Pedagogiek is niet los te denken van het menselijk leven. Daarbij gaat het niet alleen om polariteiten tussen personen, maar ook en vooral tussen zaken. Voorbeelden.

  • Wij gunnen ieder mens graag zijn vrijheid, maar daarbij mag hij mij niet hinderen.
  • Wij streven samen naar eenheid, maar die mag niet ten koste gaan van de waarheid.
  • Wij wensen niet te discrimineren, maar: “slechte omgang bederft goede zeden,” 1 Cor. 15:33.

Het hele leven, ook het christen-leven, bestaat uit ‘polaire waarden’ die ons uitdagen ermee om te gaan, bijvoorbeeld zoals akkoorden in de muziek worden ‘opgelost’.
Zonder polariteit, aldus Stückelberger, is geen pedagogiek mogelijk, want deze vormt nu juist de grondslag en doel van de opvoeding. Wanneer men ‘het leven’ beschouwt als de kunst om aan polariteiten gestalte te geven, kan men de pedagogiek kenmerken als “de kunst om op verantwoorde wijze aan polariteiten gestalte te geven.” Hiermee wordt dus altijd een waarde-oordeel gegeven, ook al wordt dit door onze (post)moderne pedagogen ontkend. Polariteit roept dus om ontlading en daar waar deze zinvol geschiedt, ervaren wij dit als zinvolle opvoeding. Leven in een spanningsvolle ontmoeting is slechts mogelijk in het zicht van de mogelijke ont-spanning, die altijd een functie van de polariteit dient te zijn.

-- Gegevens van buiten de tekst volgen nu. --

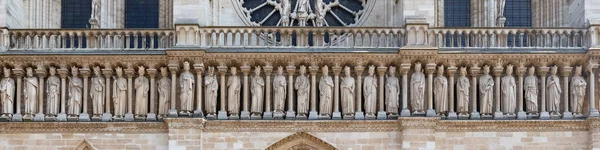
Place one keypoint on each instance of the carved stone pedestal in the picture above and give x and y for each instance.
(337, 116)
(452, 116)
(245, 115)
(106, 117)
(39, 117)
(313, 115)
(222, 115)
(359, 115)
(198, 113)
(151, 117)
(381, 115)
(61, 117)
(84, 117)
(129, 117)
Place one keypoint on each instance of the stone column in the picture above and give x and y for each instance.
(474, 73)
(381, 114)
(543, 71)
(85, 73)
(129, 72)
(593, 112)
(521, 114)
(290, 114)
(497, 73)
(18, 72)
(430, 69)
(404, 68)
(108, 72)
(268, 114)
(245, 113)
(313, 114)
(173, 68)
(566, 74)
(222, 115)
(359, 115)
(337, 115)
(199, 68)
(152, 113)
(41, 73)
(451, 113)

Goede pedagogiek verstaat de kunst om de polariteit vruchtbaar te maken. Hier ligt een duidelijk verschilpunt tussen pedagogiek die zich normeert aan de Schrift en de vele vormen van ideologische pedagogiek die zich allen richten naar de ‘wereld-elementen’ van de tijdgeest. Zo’n tijdgebonden pedagogiek stelt zich op als de ‘uitvoerende macht van een levensbeschouwing en deze tijdgeest-pedagogiek is altijd eenzijdig en legt de nadruk op bepaalde waarden, zonder deze in polair verband te brengen met andere waarden. Dit euvel kleeft zowel aan extreem-rechts (t.a.v. het vreemdelingenbeleid) als aan groen-links (t.a.v. het milieubeleid).

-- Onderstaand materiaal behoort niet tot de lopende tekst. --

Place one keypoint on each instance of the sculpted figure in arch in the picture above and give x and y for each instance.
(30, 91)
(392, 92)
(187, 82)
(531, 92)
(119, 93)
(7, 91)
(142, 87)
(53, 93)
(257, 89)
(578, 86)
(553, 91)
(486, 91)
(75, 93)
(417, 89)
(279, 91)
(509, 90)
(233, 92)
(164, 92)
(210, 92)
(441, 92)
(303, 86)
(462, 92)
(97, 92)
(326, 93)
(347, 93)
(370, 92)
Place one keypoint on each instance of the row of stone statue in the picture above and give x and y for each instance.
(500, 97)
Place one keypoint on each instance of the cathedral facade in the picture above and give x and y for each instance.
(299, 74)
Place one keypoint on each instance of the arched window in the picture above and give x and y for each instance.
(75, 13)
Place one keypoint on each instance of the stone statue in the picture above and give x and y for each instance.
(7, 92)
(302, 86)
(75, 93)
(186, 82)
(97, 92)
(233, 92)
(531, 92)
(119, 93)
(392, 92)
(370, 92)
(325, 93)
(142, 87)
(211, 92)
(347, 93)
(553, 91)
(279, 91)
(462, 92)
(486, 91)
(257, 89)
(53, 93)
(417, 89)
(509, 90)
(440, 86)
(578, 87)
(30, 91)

Christelijke opvoeding kent één uitgangspunt en twee grondwaarden.
Het uitgangspunt is: de vreze des Heren, dat wil zeggen: rekening houden met datgene wat God aangaande Zichzelf heeft geopenbaard. Dit is dus: ‘opvoeden naar Gods Woord’, pedagogiek genormeerd aan de Heilige Schrift.
De twee grondwaarden zijn: kennis en wijsheid.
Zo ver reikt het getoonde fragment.